The MMD scale showed munis firming in Monday morning trading. Yields on the two-year to five-year fell one basis point while yields on the six-year to eight-year were steady. Yields on the nine-year to 12-year fell one basis point, the yield on the 13-year dropped two basis points, and 14-year yield plummeted three basis points. The 15-year to 22-year was strengthening the most on the yield curve, with yields plunging up to five basis points. Outside the 23-year maturity, yields fell up to three basis points.

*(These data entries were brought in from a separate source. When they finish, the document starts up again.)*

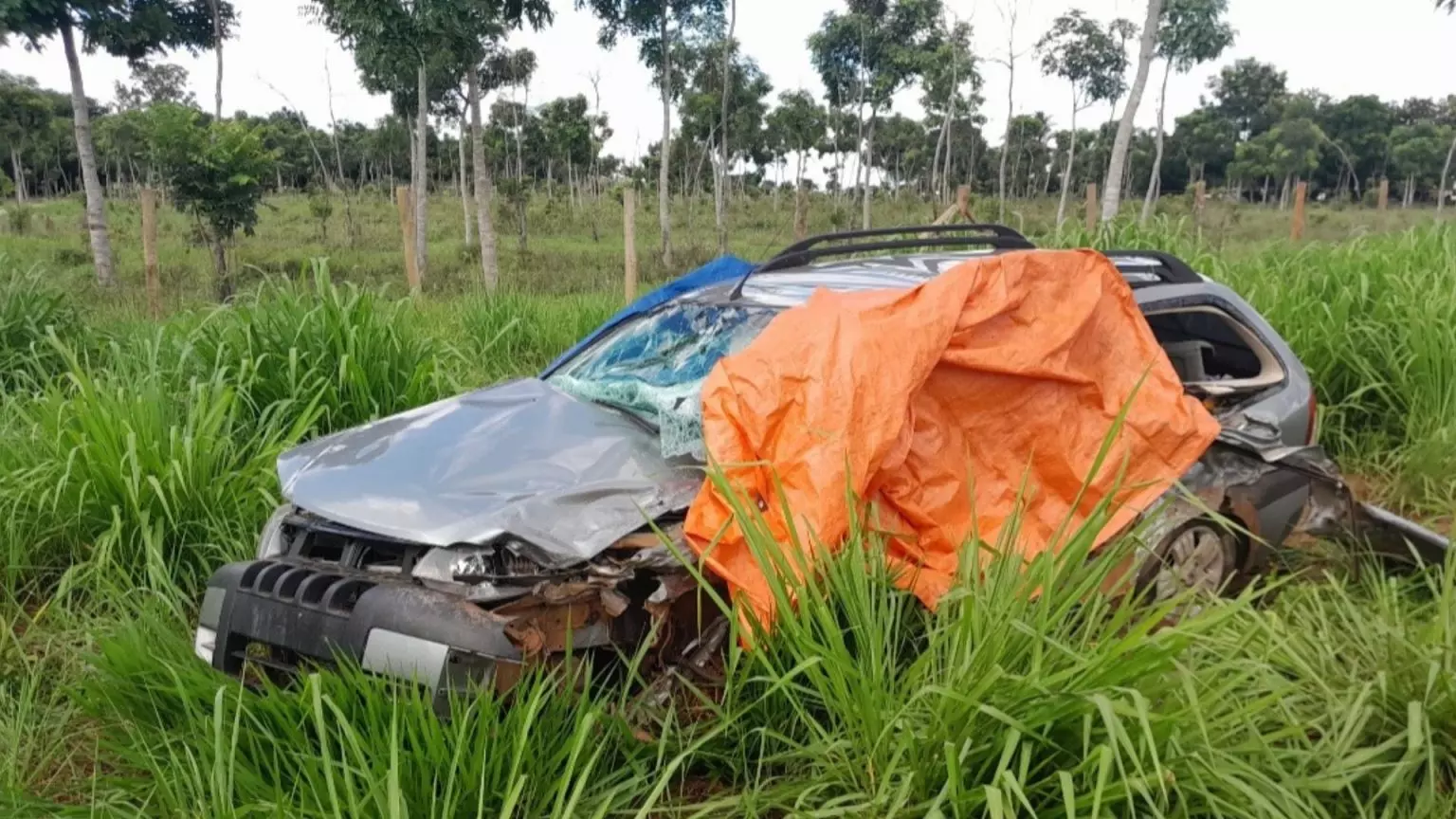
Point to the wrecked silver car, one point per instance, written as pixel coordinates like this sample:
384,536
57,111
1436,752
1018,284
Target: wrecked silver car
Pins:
466,539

On Friday, the two-year yield closed flat at 0.42% for its fourth consecutive trading session. The 10-year yield closed down two basis points to 1.85% and the 30-year fell four basis points to 3.50%.

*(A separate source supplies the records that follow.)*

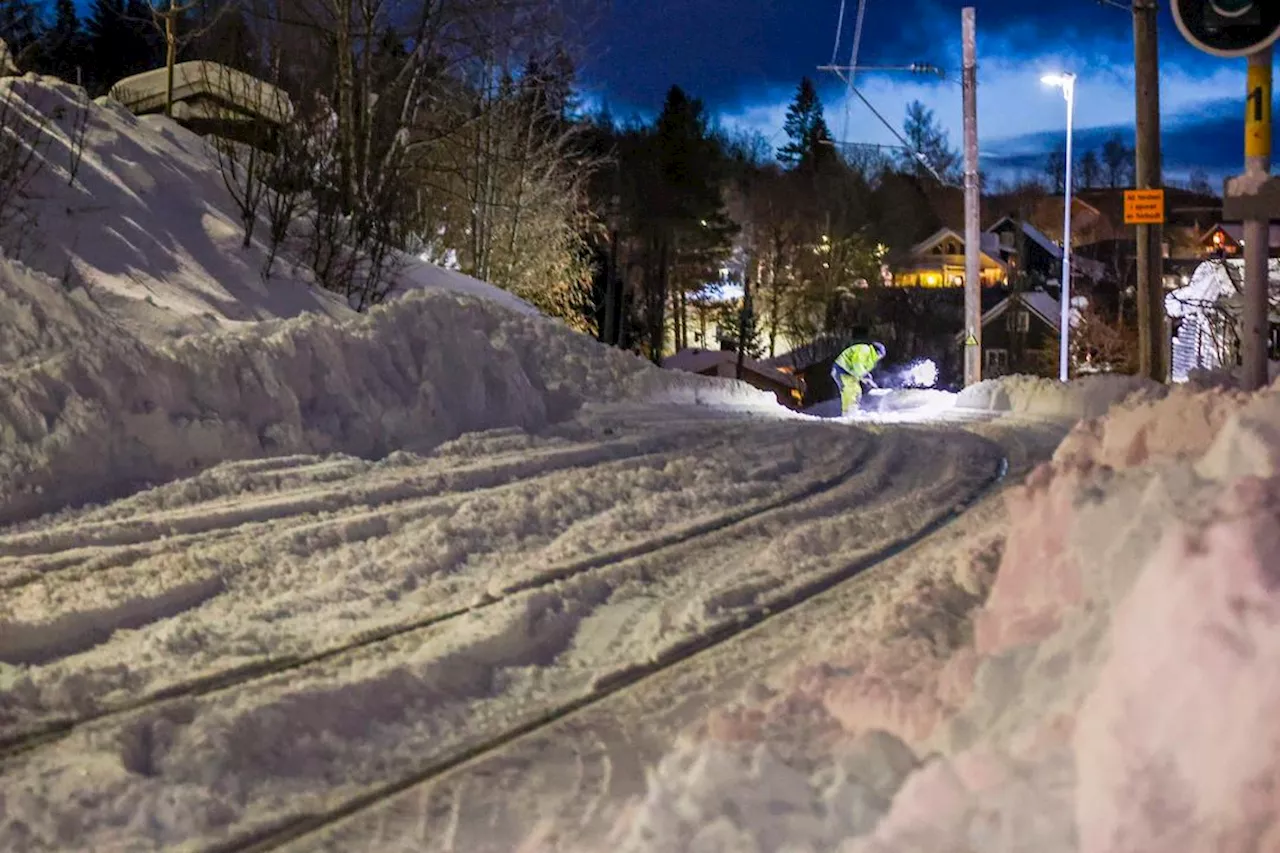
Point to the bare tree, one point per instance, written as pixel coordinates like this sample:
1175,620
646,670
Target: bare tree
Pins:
36,133
506,187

Treasuries were mostly steady in morning trading, with firming on the short-end. The two-year yield and the benchmark 10-year yield fell one basis point each to 0.26% and 1.96%, respectively. The 30-year yield was flat at 3.02%.

In the primary market, municipals can expect almost $4 billion to come to market, up from a revised $384.9 million last week. In the negotiated market, $2.15 billion is expected to be priced, up from a revised $204.3 million. On the competitive calendar, $1.83 billion is expected to be issued, up from last week’s revised $180.5 million.

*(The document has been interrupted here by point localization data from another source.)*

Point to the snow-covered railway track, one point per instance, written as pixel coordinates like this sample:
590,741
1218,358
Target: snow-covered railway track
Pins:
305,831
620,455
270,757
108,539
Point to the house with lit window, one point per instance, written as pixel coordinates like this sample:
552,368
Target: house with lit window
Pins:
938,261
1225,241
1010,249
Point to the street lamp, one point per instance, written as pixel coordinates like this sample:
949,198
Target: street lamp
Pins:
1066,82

Monday, PNC Capital Markets is expected to price $171.4 million of Ohio bonds, rated Aa1 by Moody’s Investors Service, and AA-plus by Standard & Poor’s and Fitch Ratings.

The deal includes $80 million of third frontier resource and development general obligation bonds, $12 million of coal development revenue bonds, and almost $79.4 million of common schools GOs.

In the competitive market Monday, Plano, Texas, Independent School District is expected to sell $92.8 million of GOs, rated Aaa by Moody’s and AA by Standard & Poor’s.